Deneysizlik ve maddi olanaksızlığa ilişkin olarak herhangi bir şey söylemeyeceğiz 2. Yıldönümümüzde. Deneysizliği önemli ölçüde aştık, maddi olanaksızlıkları ise şöyle ama böyle aşmayı öğrendik, bundan böyle de olağanüstü boyutlarda baskı ya da buna benzer bir durumla karşılaşmazsak, maddi olanaksızlıkla yüz yüze gelmeyeceğiz. Gelirsek, mutlaka aşmaya çalışacağız, aşacağız da…
Basın özgürlüğünün olmayışından, mevcut yasaların aşırı gerici ve çağdışı oluşundan, her gün yeni ve daha gerici yasalarla karşı karşıya kalışımızdan söz etmeyeceğiz.
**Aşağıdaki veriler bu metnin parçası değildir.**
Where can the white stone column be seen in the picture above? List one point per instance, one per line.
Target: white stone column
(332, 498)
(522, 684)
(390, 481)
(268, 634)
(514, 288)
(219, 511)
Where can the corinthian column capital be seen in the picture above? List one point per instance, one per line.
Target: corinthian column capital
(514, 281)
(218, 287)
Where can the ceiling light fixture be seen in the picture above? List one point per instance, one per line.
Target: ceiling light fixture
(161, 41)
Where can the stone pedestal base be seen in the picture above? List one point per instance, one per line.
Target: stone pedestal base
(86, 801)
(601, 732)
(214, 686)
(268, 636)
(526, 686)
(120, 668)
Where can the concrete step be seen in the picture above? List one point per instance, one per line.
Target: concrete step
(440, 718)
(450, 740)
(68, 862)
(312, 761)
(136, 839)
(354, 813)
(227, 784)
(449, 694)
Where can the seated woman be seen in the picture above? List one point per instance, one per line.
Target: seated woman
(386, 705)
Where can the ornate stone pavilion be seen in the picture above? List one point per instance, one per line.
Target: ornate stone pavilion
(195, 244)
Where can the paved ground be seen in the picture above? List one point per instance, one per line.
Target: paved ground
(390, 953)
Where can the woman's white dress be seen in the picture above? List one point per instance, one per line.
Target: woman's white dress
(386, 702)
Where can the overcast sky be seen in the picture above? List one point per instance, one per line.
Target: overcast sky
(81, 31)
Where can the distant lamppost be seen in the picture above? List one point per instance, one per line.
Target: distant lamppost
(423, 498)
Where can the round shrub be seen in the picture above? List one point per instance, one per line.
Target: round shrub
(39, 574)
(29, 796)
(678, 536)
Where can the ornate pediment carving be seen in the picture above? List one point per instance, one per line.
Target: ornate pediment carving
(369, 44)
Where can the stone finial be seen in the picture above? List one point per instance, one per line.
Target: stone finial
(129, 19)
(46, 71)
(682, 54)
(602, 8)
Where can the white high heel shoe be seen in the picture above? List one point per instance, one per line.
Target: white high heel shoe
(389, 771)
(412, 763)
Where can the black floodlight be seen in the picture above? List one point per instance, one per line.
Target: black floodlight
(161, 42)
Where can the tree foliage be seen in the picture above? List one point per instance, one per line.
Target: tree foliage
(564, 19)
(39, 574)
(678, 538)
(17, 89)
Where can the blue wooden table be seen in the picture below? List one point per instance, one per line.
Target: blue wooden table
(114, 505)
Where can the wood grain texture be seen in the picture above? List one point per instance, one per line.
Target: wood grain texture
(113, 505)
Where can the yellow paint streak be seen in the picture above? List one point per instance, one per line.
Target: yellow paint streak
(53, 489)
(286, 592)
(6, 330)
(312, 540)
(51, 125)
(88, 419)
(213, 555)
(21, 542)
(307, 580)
Basında genel olarak adından 2. Takrir-i Sükûn Kararnamesi olarak söz ettiren (ve gerçekte öyle de olan) 413, daha sonra ise eksikleri tamamlanarak piyasaya 424,425 No’lu Kanun Kuvvetinde Kararnameler olarak sürülen yasaların, işlerimizi ve genel olarak yayın hayatını ne kadar güçleştirdiğinden de… Bu ve buna benzer engelleme ve baskılardan söz etmenin, artık hiçbir anlam ve önemi yok. Çünkü Türkiye böyle bir ülke ve bu ya da buna benzer faşist ve gerici yasalarla mücadele ederek onları her ne pahasına olursa olsun aşmak ve delmek, kendine devrimci, demokrat ve Marksist diyen herkesin boynunun borcu. Türkiye’de yayın hayatına başlayan ve sürdürmekte kararlı olan herkes bilecek: Türkiye, basın-yayın ve örgütlenme konularında (ve daha birçok konuda) gezegenimizin en gerici, en tutucu ve en korkak ülkesidir ve yayın hayatında bildiği doğrultuda ilerlemek isteyenler, mevcut yasalardan, ama daha önemlisi, kullanılması hiç bir zaman hiç kimse tarafından engellenmeyecek olan yasal boşluklardan yararlanmak zorundadır. Türkiye’de gerçekleri yazmanın ve yayın yoluyla Türkiye halklarına duyurmanın bir yolu, yasal boşluklardan yararlanmak. Bunun dışındaki yol ise, kendini hiç bir yasa ile sınırlandırma zorunluluğu olmayan özgür basın yolu. Bu yol, devrimci komünistler tarafından pratikte sınanıp çelikleştirilerek bilinen doğrultuda başarıyla kullanılıyor.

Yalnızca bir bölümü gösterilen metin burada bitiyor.